Indústria goiana registra 2º maior avanço do País

Em novembro, o setor cresceu 7,4% em relação ao mesmo período do ano passado, apontou pesquisa do IBGE

Puxado pelo setor de produtos alimentícios e de derivados do petróleo e biocombustível, a produção industrial goiana cresceu 7,4% em novembro, ante o mesmo período do ano passado.

Com esse resultado, Goiás ficou com a segunda colocação entre os Estados que mais avançaram no mês, e também ficou bem acima do índice nacional que registrou um recuo de -5,8% na mesma base de comparação.

Por outro lado, a produção goiana recuou -0,1% em relação a outubro, enquanto o País também sofreu variação negativa de -0,7%. Já no acumulado do ano, Goiás soma um crescimento de 2,3%, informou ontem o Instituto Brasileiro de Geografia e Estatística (IBGE).

A indústria foi impulsionada pelo setor de produtos alimentícios (13,4%), influenciado, especialmente, pela maior produção de tortas, bagaços, farelos e outros resíduos da extração do óleo de soja.

As demais contribuições positivas vieram de coque, produtos derivados do petróleo e biocombustíveis (22,2%), de veículos automotores, reboques e carrocerias (15,8%) e de metalurgia (14,7%), explicadas, em grande parte, pelo aumento na produção de álcool etílico e biodiesel, no primeiro ramo; de automóveis, no segundo; e de ouro, no último.

Em sentido oposto, os setor que mais pressionou a produção no Estado foi o de produtos farmoquímicos e farmacêuticos (-18,6%), que assinalou o principal impacto negativo sobre a média da indústria, em grande medida, pela menor fabricação de medicamentos.Os demais recuos observados vieram dos outros produtos químicos (-17,3%) e em indústrias extrativas (-8,4%).

Brasil

A produção industrial diminuiu em 7 dos 14 locais pesquisados IBGE, em novembro na comparação com outubro.
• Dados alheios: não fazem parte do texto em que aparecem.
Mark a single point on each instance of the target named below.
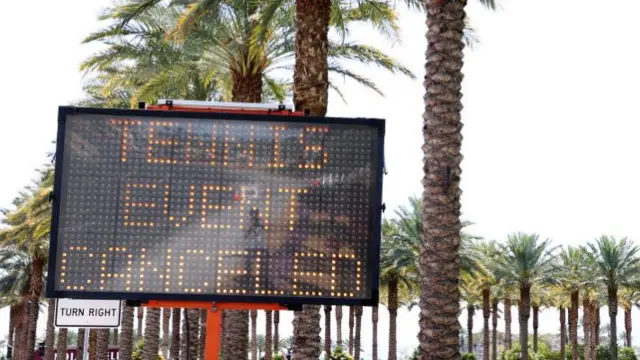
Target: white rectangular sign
(87, 313)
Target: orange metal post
(214, 327)
(214, 318)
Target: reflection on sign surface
(216, 207)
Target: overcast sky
(550, 121)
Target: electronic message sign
(169, 205)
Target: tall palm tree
(276, 331)
(573, 270)
(268, 346)
(442, 126)
(175, 334)
(617, 264)
(358, 333)
(126, 339)
(151, 334)
(374, 333)
(28, 227)
(166, 320)
(254, 335)
(49, 334)
(526, 260)
(102, 345)
(327, 330)
(61, 347)
(628, 298)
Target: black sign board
(168, 205)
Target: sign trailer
(223, 206)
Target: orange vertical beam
(214, 327)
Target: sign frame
(86, 326)
(375, 211)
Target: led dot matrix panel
(153, 205)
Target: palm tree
(151, 334)
(49, 335)
(80, 344)
(374, 333)
(254, 335)
(276, 331)
(572, 272)
(166, 320)
(327, 330)
(617, 264)
(358, 333)
(175, 334)
(439, 256)
(339, 325)
(397, 275)
(28, 228)
(268, 346)
(126, 339)
(526, 260)
(62, 343)
(102, 345)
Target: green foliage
(468, 356)
(626, 353)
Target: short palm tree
(526, 260)
(617, 265)
(572, 271)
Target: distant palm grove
(278, 50)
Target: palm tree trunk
(48, 340)
(358, 333)
(392, 305)
(164, 344)
(536, 312)
(93, 342)
(254, 335)
(339, 325)
(486, 332)
(236, 335)
(276, 334)
(627, 325)
(585, 328)
(592, 328)
(391, 324)
(202, 340)
(268, 346)
(327, 330)
(126, 338)
(102, 345)
(507, 323)
(524, 309)
(563, 333)
(439, 256)
(35, 290)
(139, 334)
(573, 324)
(374, 333)
(306, 333)
(613, 314)
(61, 347)
(597, 325)
(175, 334)
(151, 335)
(494, 330)
(80, 344)
(470, 313)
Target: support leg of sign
(214, 327)
(85, 347)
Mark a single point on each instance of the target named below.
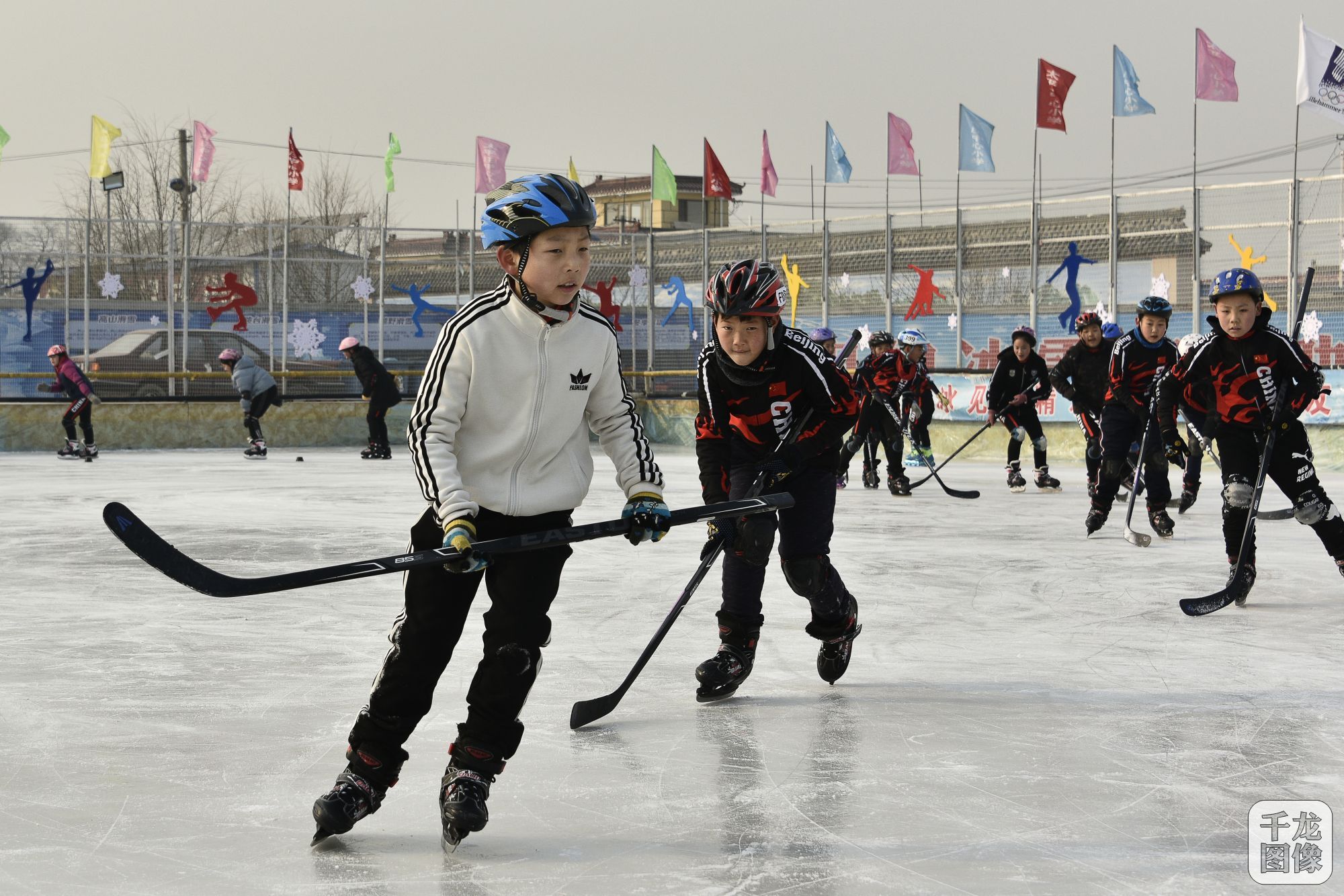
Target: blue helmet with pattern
(1237, 280)
(1155, 306)
(529, 205)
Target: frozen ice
(1027, 711)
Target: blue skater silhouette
(32, 287)
(1072, 261)
(421, 306)
(677, 287)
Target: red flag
(1053, 87)
(296, 165)
(716, 179)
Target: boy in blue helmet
(1249, 365)
(1138, 362)
(499, 437)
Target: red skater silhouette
(243, 298)
(925, 292)
(610, 310)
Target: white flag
(1320, 75)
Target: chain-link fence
(149, 319)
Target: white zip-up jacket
(503, 413)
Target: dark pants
(522, 588)
(1120, 429)
(377, 420)
(81, 408)
(804, 547)
(1292, 471)
(874, 420)
(920, 432)
(1025, 418)
(252, 417)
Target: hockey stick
(589, 711)
(933, 471)
(976, 436)
(175, 565)
(1225, 596)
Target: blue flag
(974, 143)
(1124, 91)
(838, 165)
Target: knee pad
(755, 541)
(807, 577)
(1311, 508)
(1238, 492)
Os dados são da Pesquisa Industrial Mensal - Produção Física Regional, divulgada ontem.

Em São Paulo, região mais industrializada do país, a produção teve queda de 2,3% no período. Outras retrações importantes ocorreram no Amazonas (-4,0%), Minas Gerais (-2,6%), e Santa Catarina (-1,9%).

Ceará (-1,2%) e Rio Grande do Sul (-0,9%) também registraram quedas mais intensas do que a média nacional (-0,7%), enquanto Goiás (-0,1%) completou o conjunto de locais com índices negativos em novembro de 2014.

Por outro lado, Pernambuco (5,3%), Rio de Janeiro (2,5%) e Espírito Santo (1,7%) mostraram os maiores avanços, enquanto Nordeste (1,0%), Paraná (0,9%), Pará (0,8%) e Bahia (0,6%) tiveram expansões mais moderadas.